Drinking Vessels
Drinking vessels for use at table or elsewhere occupy an important place alongside the other tableware in the Ximenez-da Vega inventory. The most important item in this category is the "kop" or cup, a tall and slim drinking vessel with its own lid, usually reserved for ceremonial drinking. The weight of the embossed cups listed in the inventory varies from between around 1800 grams, an exceptionally large item presumably of Antwerp provenance, and about 375 grams. The latter weight refers to two German cups that may have come from Nuremberg, a center for goldsmithing in Southern Germany that is known to have exported cups of various shapes and sizes to the southern Netherlands; evidence for their presence is found in several Antwerp inventories as well as Antwerp still life paintings.
There were also various other vessels for drinking wine, which although simpler in design were similarly quite heavy (from 260 to 1050 grams). While their shapes are impossible to reconstruct, the terms "pot" or "wynpot," as well as "suypercroes" – literally a "guzzling cup" – presumably refer to large beakers, while the "pint" would have been a tall, slim beaker. The inventory's smallest drinking vessels, weighing just around 120 grams each, are the "bekerkens" or small beakers. That the Ximenez-Da Vega household, unlike others described in Antwerp inventories, had just two examples of such a very small drinking vessel is remarkable.

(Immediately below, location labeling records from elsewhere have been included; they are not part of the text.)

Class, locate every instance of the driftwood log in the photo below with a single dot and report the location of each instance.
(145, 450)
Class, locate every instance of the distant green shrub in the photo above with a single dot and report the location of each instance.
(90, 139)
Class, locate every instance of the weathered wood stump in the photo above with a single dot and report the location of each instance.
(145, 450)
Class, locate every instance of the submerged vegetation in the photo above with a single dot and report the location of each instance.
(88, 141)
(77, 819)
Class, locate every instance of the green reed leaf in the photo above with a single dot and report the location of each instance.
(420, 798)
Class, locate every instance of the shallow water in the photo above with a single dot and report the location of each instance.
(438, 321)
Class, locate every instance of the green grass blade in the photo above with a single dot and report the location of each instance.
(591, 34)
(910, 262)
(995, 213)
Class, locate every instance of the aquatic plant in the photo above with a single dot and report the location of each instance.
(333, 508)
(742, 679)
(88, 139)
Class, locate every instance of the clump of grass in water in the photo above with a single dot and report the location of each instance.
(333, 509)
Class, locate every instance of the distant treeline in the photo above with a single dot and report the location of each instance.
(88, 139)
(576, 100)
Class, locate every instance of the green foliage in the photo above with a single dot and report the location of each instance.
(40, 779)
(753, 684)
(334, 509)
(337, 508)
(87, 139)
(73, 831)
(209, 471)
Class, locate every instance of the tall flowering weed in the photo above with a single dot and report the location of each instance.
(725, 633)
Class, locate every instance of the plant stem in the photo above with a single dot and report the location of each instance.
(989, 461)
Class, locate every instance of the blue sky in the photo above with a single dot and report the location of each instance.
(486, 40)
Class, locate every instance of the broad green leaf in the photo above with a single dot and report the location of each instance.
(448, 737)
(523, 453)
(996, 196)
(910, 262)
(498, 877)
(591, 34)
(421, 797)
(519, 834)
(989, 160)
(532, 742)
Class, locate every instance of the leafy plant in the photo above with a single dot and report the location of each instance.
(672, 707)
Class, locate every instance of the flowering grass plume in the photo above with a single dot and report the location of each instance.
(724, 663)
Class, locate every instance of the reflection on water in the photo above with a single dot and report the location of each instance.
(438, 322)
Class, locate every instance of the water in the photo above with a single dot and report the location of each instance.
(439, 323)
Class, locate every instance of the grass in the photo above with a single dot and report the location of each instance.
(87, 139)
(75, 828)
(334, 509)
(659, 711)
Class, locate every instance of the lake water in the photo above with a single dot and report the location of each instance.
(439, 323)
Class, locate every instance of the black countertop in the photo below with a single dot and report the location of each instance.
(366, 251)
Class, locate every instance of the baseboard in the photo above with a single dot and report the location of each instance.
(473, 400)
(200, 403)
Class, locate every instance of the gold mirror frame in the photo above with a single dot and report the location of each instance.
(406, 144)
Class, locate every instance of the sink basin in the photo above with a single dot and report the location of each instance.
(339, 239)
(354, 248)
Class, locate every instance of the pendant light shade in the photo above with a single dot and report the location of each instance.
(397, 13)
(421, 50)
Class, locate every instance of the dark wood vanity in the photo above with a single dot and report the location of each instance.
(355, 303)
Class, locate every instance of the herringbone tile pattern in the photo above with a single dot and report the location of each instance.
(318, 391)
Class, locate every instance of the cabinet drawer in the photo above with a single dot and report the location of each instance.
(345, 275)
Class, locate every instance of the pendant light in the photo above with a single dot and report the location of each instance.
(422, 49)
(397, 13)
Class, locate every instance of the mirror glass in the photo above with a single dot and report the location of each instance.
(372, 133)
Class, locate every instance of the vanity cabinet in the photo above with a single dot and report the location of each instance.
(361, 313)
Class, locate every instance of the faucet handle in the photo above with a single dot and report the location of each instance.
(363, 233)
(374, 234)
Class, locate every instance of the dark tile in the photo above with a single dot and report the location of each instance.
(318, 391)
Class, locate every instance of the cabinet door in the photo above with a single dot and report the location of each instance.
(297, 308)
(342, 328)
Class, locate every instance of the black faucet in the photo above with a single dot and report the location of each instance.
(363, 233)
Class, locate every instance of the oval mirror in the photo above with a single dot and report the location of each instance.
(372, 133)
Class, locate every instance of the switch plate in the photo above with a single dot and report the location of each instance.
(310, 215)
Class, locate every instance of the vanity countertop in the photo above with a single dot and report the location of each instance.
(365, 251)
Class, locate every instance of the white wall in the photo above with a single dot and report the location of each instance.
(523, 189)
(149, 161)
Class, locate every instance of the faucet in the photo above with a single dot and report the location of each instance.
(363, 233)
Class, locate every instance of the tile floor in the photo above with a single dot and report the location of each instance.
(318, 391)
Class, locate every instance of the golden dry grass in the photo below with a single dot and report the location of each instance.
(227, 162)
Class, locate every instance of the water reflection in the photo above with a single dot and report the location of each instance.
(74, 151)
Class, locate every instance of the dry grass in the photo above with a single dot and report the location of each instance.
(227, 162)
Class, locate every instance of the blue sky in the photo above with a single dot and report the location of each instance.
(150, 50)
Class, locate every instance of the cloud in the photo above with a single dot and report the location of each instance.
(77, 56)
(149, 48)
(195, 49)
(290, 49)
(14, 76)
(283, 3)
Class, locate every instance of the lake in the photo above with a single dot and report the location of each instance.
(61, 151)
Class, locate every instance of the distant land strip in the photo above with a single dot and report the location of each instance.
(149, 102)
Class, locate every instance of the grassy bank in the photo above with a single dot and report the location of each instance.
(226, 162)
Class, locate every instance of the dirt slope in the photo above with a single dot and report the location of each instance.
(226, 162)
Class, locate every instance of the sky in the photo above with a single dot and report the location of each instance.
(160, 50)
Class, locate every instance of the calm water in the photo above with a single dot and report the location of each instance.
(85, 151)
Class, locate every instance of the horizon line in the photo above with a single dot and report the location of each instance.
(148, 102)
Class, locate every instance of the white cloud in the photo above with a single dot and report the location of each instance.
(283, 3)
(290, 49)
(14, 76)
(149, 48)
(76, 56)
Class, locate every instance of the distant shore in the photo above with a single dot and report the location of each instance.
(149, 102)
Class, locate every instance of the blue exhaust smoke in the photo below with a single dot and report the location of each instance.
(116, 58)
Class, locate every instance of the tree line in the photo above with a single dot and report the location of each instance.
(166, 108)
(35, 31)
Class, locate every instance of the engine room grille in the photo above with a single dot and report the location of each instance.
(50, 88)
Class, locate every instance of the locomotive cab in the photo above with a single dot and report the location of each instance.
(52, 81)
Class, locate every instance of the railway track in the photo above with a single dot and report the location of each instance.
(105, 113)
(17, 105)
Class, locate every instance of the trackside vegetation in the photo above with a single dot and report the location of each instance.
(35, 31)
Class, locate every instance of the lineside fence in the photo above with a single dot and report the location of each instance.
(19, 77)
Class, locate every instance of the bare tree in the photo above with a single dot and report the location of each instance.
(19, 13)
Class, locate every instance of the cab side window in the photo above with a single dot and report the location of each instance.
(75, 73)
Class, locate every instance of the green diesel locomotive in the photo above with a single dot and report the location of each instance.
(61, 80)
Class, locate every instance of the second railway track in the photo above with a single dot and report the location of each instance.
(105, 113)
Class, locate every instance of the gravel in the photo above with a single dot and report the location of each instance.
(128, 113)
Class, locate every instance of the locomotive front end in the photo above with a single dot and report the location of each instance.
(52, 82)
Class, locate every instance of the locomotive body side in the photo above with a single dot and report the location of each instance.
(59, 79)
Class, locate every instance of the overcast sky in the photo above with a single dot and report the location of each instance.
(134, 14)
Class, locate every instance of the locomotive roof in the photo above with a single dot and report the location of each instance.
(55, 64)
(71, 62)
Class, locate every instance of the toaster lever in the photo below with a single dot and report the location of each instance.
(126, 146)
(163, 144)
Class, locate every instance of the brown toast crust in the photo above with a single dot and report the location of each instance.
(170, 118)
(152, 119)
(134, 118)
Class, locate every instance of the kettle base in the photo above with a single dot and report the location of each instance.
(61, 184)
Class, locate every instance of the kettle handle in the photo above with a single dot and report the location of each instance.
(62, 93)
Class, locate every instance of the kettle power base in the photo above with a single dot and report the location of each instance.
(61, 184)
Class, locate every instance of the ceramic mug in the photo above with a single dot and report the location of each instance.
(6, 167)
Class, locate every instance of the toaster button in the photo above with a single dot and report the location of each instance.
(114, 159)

In addition to drinking vessels, the household possessed large vessels for serving wine, including one very large bottle or flask weighing 3.2 kilograms. This was probably shaped like a traditional 'pilgrim bottle' and would have made an impressive display item on the buffet.
Literature
Claessens-Peré, Anne-Marie, ed. Zilver voor Sir Anthony. Exh. cat., Provinciaal Museum Sterckshof/Zilvercentrum, Antwerp. Gent: Snoeck, Ducaju & Zoon, 1999. 19-20.
Baatsen, Inneke, and Bruno Blondé. "Zilver in Antwerpen. Drie eeuwen particulier zilverbezit in context." Zilver in Antwerpen. De handel, het ambacht en de klant. Ed. Leo De Ren. Leuven: Peters, 2011. 106, 109, graph 8.